Igino Ugo Tarchetti

La scapigliatura milanese

La Scapigliatura fu un movimento letterario e artistico che si diffuse in Lombardia e in Piemonte nella seconda metà del XIX secolo, negli anni appena successivi all'unificazione nazionale. Il termine "scapigliatura" corrisponde al francese "bohème" e si riferisce alla vita irregolare dei suoi principali esponenti, divisi fra uno spirito di rinnovamento letterario e un'incolmabile disperazione esistenziale.
L'atteggiamento ribelle degli scapigliati era conseguenza dell'emarginazione dell'artista, il cui ruolo non era più riconosciuto all'interno di una società frenetica che aveva conosciuto l'industrializzazione e che stava per entrare nella Belle Époque. Le tematiche scapigliate - riprendendo il maledettismo francese di Paul Verlaine e Charles Baudelaire - aprirono la strada alla stagione del decadentismo di fine Ottocento, per questo la Scapigliatura è da circoscrivere ad un periodo decisamente breve - tra gli anni Sessanta e Ottanta del secolo - come breve fu l'esistenza dei suoi protagonisti.

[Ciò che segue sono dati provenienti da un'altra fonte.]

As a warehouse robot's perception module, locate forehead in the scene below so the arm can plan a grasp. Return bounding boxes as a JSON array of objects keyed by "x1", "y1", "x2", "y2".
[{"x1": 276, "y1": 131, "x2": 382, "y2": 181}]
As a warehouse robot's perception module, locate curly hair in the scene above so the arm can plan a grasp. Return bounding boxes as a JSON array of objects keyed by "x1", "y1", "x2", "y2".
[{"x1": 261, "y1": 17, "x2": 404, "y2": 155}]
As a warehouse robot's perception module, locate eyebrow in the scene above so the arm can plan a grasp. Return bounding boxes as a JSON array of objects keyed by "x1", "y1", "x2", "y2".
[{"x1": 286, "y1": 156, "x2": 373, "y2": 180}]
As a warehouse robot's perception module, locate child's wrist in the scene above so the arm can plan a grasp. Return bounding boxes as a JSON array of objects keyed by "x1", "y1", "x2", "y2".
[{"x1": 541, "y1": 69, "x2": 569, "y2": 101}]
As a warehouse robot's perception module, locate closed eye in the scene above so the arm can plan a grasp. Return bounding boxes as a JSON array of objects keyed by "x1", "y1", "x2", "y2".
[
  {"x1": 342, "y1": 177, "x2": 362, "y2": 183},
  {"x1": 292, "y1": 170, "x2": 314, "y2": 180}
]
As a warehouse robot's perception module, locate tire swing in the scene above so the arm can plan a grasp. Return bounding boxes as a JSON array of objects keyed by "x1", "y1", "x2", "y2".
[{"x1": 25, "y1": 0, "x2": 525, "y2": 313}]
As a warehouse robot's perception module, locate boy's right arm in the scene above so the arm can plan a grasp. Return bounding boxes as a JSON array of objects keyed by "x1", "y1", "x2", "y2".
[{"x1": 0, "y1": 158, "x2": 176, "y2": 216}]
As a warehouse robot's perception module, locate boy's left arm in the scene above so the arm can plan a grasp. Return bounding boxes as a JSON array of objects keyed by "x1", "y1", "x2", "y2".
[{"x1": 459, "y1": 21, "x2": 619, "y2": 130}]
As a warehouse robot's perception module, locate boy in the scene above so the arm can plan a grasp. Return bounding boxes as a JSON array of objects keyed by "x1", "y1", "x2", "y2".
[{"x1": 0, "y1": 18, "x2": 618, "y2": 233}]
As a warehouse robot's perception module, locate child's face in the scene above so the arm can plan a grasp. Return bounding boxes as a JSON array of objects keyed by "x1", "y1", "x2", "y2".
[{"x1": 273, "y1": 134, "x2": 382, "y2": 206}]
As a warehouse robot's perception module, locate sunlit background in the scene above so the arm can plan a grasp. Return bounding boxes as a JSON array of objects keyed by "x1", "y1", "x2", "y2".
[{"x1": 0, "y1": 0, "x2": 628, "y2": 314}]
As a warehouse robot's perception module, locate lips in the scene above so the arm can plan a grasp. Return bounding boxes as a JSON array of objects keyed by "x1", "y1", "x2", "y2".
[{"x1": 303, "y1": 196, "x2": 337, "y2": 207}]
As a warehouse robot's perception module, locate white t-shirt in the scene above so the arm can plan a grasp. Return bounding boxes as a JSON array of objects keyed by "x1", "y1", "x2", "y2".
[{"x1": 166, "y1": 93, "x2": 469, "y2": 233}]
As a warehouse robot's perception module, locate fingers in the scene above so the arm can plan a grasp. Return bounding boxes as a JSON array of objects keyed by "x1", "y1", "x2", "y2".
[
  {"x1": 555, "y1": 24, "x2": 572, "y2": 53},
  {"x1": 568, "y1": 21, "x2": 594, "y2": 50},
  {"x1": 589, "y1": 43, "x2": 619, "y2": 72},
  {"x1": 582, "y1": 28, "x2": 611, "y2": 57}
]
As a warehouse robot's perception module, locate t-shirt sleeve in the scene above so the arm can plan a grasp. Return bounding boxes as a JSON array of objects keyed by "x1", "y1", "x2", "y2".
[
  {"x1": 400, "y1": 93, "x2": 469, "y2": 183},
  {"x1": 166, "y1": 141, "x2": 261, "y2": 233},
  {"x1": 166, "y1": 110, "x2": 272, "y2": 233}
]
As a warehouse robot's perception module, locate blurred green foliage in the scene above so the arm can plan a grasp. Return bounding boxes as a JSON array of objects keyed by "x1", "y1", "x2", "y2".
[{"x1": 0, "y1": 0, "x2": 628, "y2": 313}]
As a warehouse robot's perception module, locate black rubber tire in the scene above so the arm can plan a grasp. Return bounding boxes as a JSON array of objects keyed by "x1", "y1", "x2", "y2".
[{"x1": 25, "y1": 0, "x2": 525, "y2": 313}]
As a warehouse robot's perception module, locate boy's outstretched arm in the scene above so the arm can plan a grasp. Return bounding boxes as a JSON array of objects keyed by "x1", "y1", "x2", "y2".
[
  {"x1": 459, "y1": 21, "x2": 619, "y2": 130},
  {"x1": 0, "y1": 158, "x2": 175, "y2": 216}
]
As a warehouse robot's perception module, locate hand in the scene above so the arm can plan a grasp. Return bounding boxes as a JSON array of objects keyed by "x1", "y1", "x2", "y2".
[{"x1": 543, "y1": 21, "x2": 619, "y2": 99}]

La ribellione degli artisti scapigliati era vissuta con una disperata coerenza che non prevedeva un semplice atteggiamento anticonformista, bensì la personale consunzione fisica - con la forte suggestione di mescolare arte e vita - proprio come fu per Tarchetti, vissuto appena trent'anni. Lo stesso accadde ad Emilio Praga, colui che scrisse il manifesto del nuovo gruppo letterario, ma anche a Cletto Arrighi (pseudonimo di Carlo Righetti), il quale, trovato morto in una stalla avvelenato dall'assenzio, fu il più milanese tra gli scapigliati nonché il primo ad utilizzare il termine "scapigliatura"; vanno inoltre ricordati Carlo Dossi e Arrigo Boito, quest'ultimo noto per essere stato librettista di Giuseppe Verdi. Bisogna infine citare il compositore Giacomo Puccini, che durante la giovinezza fu vicino al mondo scapigliato, mentre in ambito artistico il pittore Tranquillo Cremona.

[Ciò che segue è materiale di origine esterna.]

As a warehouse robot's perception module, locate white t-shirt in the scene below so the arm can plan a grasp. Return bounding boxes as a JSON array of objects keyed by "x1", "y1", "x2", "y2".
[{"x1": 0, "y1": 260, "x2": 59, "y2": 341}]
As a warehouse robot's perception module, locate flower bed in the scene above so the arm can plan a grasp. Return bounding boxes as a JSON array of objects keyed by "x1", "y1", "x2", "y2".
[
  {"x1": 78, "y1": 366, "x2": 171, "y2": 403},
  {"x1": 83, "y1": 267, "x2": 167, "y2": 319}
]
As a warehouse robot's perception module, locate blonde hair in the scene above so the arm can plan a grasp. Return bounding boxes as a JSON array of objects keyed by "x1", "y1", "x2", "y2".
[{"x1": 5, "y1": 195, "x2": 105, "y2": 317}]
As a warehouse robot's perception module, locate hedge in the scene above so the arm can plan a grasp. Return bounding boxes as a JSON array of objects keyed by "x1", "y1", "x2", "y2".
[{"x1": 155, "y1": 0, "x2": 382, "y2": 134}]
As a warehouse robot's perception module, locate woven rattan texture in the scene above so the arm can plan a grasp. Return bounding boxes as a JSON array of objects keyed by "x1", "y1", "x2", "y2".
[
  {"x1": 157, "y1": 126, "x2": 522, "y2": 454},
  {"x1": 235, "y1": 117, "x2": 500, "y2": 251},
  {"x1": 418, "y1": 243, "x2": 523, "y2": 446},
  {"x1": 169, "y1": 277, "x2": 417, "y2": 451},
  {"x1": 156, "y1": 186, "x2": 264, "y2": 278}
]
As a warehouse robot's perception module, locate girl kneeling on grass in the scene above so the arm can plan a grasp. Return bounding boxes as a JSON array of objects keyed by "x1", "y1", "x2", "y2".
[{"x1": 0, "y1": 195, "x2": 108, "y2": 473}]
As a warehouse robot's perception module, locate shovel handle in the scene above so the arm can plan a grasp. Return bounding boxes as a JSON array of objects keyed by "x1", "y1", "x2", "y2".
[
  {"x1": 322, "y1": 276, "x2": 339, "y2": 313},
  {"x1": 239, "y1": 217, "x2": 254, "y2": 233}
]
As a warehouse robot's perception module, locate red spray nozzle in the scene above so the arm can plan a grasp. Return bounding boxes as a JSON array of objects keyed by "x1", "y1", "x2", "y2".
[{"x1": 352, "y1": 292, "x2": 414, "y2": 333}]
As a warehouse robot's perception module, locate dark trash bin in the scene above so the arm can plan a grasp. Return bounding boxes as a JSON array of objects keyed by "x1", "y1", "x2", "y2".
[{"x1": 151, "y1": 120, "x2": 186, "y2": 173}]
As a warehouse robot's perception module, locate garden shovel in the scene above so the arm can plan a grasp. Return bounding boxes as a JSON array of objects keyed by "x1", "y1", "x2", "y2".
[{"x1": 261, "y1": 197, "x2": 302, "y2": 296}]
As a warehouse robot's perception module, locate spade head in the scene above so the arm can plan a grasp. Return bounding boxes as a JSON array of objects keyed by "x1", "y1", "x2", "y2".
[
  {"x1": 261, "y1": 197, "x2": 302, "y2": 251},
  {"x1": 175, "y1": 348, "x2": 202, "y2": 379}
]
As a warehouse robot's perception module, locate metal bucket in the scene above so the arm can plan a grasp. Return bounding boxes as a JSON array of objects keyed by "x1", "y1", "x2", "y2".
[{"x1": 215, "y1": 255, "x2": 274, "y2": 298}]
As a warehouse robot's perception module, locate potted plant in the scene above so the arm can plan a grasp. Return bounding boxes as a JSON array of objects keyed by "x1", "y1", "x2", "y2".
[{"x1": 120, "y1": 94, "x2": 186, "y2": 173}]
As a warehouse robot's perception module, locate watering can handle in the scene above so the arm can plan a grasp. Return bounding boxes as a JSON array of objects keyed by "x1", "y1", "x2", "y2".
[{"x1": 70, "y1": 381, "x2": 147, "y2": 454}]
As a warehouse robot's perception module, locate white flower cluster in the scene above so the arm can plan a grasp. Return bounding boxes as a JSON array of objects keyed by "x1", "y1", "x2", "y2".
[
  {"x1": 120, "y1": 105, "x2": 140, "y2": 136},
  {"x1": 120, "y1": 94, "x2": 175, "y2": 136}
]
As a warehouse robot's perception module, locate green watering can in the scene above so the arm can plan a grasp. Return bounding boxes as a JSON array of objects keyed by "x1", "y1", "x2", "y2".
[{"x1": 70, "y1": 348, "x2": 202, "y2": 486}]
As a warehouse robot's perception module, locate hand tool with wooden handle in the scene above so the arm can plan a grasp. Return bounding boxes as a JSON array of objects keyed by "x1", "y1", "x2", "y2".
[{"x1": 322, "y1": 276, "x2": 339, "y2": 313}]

Quando si parla di scapigliatura milanese non si deve pensare ad un gruppo omogeneo e con regole precise - che sarebbe difficile immaginare date le premesse che caratterizzavano questi artisti eccentrici e irregolari - bensì ad uno stile di vita e a una serie di ideali comuni che vanno dal rifiuto della società contemporanea e del modo accademico di concepire un'opera d'arte come in quello legato sviluppo industriale e al positivismo di metà Ottocento, che guardava con fiducia al progresso scientifico e tecnologico. A livello letterario i poeti non potevano dunque essere più lontani che dal classicismo di Giosuè Carducci e da un modello imprescindibile milanese come Alessandro Manzoni, in una posizione contraria al Romanticismo italiano, ma non a quello europeo inteso come analisi delle inquietudini e della psicologia umana.

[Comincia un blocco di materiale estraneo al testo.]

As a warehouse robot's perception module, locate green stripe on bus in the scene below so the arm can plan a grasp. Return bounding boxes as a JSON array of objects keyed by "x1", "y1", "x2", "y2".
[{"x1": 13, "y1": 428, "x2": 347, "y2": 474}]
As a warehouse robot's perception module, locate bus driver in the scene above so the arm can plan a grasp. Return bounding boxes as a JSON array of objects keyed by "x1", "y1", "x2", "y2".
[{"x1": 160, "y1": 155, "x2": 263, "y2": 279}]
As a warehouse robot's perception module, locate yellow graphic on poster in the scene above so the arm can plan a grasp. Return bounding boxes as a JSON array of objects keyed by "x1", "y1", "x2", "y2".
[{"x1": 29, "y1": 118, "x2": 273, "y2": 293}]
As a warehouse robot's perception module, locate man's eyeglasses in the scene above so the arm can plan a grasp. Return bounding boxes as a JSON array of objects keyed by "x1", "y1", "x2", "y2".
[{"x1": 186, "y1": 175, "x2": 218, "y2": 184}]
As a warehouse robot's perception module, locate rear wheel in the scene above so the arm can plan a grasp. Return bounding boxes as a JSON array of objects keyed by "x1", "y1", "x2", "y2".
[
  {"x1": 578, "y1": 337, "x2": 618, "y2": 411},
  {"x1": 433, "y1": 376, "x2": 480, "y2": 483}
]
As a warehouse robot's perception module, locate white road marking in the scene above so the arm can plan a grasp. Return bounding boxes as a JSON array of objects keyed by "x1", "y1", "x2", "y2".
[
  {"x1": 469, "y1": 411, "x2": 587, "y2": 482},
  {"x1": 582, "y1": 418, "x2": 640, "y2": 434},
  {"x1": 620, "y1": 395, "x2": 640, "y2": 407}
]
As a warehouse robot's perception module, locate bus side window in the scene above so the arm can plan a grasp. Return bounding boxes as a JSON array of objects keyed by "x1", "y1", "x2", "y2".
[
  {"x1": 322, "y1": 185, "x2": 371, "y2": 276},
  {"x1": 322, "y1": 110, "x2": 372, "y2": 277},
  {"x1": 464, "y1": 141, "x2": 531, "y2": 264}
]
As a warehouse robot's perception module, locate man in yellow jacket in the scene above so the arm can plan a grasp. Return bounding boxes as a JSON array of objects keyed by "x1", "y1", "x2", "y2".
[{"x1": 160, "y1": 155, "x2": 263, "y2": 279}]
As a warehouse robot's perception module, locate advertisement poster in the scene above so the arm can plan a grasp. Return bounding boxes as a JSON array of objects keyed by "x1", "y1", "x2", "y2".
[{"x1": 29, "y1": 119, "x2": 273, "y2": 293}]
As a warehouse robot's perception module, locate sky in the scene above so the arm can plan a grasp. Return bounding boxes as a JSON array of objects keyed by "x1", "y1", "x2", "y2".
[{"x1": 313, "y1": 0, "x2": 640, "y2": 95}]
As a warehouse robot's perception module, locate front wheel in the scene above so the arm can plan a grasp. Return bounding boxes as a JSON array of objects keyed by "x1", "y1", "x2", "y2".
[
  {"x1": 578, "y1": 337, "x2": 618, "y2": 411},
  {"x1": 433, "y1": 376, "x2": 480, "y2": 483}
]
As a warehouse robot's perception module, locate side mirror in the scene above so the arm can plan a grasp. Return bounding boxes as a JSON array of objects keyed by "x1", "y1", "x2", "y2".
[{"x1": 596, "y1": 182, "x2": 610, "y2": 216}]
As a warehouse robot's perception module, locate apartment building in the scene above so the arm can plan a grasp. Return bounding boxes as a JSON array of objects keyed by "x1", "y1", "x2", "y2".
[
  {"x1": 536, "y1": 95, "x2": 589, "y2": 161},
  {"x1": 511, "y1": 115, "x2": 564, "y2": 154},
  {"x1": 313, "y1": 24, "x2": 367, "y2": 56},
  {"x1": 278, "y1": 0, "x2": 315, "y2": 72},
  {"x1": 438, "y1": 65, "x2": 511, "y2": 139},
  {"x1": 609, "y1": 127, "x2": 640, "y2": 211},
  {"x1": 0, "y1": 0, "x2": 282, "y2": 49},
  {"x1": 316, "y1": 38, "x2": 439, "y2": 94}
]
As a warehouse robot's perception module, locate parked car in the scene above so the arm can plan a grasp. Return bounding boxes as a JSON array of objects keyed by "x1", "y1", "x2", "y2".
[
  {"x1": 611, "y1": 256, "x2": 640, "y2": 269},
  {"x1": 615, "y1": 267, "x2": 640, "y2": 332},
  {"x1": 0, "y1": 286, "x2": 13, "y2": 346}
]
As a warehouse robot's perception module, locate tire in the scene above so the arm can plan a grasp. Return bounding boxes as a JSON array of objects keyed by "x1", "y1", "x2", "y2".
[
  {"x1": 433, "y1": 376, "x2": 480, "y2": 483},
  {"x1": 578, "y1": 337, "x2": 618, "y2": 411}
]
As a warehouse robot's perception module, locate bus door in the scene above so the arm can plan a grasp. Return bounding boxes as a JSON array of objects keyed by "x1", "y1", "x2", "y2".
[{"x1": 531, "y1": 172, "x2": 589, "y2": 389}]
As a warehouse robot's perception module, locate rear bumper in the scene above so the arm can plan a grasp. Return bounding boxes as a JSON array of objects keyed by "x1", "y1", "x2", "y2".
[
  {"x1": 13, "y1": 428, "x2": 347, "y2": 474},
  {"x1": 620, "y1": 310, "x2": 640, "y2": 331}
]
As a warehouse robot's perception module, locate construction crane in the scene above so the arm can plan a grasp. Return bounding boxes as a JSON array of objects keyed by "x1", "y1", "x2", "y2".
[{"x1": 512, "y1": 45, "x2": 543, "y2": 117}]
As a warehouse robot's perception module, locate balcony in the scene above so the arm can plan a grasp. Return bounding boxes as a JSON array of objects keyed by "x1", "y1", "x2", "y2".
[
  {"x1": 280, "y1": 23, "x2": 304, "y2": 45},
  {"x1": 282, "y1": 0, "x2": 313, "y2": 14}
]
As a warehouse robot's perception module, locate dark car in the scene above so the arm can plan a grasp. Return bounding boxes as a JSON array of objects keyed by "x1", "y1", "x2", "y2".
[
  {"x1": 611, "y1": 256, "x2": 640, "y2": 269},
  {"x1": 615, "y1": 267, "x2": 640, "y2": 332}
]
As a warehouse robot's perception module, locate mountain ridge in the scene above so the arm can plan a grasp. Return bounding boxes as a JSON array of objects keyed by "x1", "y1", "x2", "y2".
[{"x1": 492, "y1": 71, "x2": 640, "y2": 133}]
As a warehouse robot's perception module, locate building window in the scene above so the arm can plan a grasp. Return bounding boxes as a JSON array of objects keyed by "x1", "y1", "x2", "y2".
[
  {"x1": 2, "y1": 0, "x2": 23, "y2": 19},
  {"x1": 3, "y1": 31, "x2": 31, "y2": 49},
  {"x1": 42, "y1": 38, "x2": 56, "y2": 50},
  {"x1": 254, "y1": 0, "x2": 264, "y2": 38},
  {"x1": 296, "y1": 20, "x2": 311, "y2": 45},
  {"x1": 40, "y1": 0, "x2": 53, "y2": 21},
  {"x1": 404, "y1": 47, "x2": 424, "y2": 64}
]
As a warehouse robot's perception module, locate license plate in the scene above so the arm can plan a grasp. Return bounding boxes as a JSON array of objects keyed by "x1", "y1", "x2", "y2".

La città di Milano fu il cuore della Scapigliatura, con gli imminenti sviluppi industriali ed economici che l'avrebbero resa una protagonista all'avanguardia tra le metropoli europee, tuttavia la Lombardia aveva inizialmente risentito negativamente dell'unificazione nazionale, in quanto vide sminuito il proprio ruolo dal punto di vista politico e amministrativo, subendo gli effetti della "piemontesizzazione" sotto la corona sabauda. Dal punto di vista economico risentiva della perdita dei legami con il Veneto e con il resto dell'impero asburgico, dovendo dunque attendere e faticare prima di conoscere l'industrializzazione vera e propria ed il futuro sviluppo.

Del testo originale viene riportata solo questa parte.